FILE - A sign at the entrance of a school in Freiburg, southern Germany, April 11, 2008, advises that only vaccinated children are allowed to enter.
FILE - A sign at the entrance of a school in Freiburg, southern Germany, April 11, 2008, advises that only vaccinated children are allowed to enter.

Brandenburg’s health minister Andreas Buttner says “the protection of babies and pregnant women” should take “precedence over the rights of those who refuse to have their children vaccinated.” In Brandenburg 73.5% of young children are being vaccinated within the recommended time frame of 23 months.

In some Germany’s other states, including Lower Saxony and Schleswig-Holstein, school principals have been taking action by ordering children who have not been vaccinated to go home.

The World Health Organization said more Europeans contracted measles last year – 82,600 – than at any time in the past decade.

German Health Minister Hermann Groehe is proposing a federal law obligating nursery schools in all of the country’s 16 states to report parents to health officials if they cannot prove that they sought vaccination advice for their children. If the law is passed, parents who do not show proof of such medical consultation could be fined up to $2,800.

“No one can be blasé about the fact that people are still dying of measles,” Groehe told Germany’s Bild newspaper. “Therefore we are now toughening the regulations for vaccination protection.”

But Groehe has so far ruled out making vaccinations compulsory for school children, as Italy recently did.

Italy’s approach has been characterized by U-turns, thanks to the vaccine-sceptic anti-establishment Five Star Movement (M5S), which is in a coalition government with the populist Lega party.

FILE - People rally for freedom of choice in deciding whether or not to vaccinate their children, in downtown Rome, Italy, July 22, 2017.
FILE - People rally for freedom of choice in deciding whether or not to vaccinate their children, in downtown Rome, Italy, July 22, 2017.

M5S had helped to fuel the anti-vaccination campaign and poured scorn on expert opinion that insists vaccines are safe and the combined measles, mumps and rubella (MMR) vaccine isn’t linked to autism. The party argued requiring schoolchildren to be vaccinated was “coercive.”

Last year, the health minister, a member of the Five Star Movement, introduced a temporary measure to allow children to stay in school as long as their parents declared they had been vaccinated without having to provide any documentation.
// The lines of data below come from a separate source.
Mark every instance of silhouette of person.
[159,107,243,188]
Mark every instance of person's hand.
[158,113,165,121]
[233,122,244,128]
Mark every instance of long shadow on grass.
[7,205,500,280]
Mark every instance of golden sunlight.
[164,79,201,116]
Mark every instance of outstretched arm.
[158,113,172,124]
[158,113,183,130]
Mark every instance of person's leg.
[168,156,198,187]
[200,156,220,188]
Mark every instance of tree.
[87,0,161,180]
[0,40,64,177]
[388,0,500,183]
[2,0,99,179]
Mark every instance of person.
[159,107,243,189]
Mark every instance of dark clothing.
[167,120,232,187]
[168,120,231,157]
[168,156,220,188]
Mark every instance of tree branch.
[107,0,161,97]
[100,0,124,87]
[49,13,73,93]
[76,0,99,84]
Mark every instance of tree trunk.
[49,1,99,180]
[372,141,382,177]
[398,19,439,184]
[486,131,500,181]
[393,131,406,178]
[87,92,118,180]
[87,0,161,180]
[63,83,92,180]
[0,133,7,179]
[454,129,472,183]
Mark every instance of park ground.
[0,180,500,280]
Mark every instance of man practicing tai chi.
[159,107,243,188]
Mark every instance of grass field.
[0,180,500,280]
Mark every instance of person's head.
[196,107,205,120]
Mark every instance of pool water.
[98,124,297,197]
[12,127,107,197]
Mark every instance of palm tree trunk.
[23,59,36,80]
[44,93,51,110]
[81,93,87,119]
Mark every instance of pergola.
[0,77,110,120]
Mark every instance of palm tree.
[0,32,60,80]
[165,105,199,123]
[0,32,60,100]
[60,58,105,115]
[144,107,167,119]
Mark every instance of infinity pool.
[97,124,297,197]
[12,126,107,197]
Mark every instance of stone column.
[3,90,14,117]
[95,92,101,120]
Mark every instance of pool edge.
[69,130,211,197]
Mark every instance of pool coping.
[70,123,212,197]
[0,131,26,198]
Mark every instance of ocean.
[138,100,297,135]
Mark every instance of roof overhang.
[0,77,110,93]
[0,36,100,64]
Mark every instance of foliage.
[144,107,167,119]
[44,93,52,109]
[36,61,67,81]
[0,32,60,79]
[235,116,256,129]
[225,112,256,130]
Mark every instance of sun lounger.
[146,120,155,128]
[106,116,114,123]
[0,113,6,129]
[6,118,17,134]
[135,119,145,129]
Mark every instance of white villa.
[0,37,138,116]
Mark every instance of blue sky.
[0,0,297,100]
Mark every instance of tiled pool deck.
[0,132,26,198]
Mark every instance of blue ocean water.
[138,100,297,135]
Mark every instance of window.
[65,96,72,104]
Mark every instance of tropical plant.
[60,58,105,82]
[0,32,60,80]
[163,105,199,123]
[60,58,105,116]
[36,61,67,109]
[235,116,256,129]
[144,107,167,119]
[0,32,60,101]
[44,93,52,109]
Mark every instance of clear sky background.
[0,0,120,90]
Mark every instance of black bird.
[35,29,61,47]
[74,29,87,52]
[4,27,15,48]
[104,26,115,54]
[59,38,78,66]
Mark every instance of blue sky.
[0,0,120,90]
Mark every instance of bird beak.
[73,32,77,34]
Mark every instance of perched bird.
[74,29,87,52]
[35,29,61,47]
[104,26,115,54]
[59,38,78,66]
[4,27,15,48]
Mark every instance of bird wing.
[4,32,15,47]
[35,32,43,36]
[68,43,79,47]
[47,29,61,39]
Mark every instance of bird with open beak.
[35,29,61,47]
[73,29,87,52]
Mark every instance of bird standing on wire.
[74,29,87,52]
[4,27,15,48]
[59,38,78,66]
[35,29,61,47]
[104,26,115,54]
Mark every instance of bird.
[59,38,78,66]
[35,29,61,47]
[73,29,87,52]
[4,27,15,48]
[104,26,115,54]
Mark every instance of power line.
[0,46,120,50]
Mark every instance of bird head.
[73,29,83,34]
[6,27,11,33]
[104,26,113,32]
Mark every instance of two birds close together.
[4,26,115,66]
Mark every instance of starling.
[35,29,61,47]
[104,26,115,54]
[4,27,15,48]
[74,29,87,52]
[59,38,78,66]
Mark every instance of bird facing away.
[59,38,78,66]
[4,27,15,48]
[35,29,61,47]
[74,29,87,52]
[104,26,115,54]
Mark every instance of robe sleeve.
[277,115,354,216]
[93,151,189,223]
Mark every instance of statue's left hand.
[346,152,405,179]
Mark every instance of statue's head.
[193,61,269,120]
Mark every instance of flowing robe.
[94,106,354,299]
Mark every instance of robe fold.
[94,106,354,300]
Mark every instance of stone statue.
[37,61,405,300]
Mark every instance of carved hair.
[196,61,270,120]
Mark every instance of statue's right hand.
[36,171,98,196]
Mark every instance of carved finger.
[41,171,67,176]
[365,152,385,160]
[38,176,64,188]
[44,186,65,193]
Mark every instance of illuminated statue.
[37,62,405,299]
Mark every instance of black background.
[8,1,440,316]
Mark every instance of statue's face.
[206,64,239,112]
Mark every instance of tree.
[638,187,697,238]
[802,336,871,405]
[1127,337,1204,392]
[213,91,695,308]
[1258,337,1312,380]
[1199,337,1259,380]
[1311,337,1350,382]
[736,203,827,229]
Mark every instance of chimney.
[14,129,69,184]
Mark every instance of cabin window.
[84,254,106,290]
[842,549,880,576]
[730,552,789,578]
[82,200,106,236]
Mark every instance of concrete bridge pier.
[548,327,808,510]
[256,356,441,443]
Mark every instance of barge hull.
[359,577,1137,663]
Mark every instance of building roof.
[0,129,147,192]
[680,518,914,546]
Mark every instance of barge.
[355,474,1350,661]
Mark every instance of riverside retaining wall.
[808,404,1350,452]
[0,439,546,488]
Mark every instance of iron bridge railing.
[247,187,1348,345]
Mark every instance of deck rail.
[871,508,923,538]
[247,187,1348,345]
Italian measles rates then skyrocketed and last year the country accounted for nearly a quarter of all new cases in Europe, according to WHO.

The organization says 95% of a population needs to be inoculated for the spread of the disease to become unlikely, protecting those who cannot be vaccinated for serious health reasons, including lowered immunity.

In March, the Italian government allowed the M5S's temporary measure relaxing vaccination rules to expire, bringing back into play a two-year-old law requiring children to receive mandatory immunizations before attending school.

Analysts say there has been a noticeable shift in public opinion favoring vaccinations since an Italian populist politician who has campaigned against compulsory vaccinations was hospitalized last month after contracting chickenpox and was widely mocked on social media.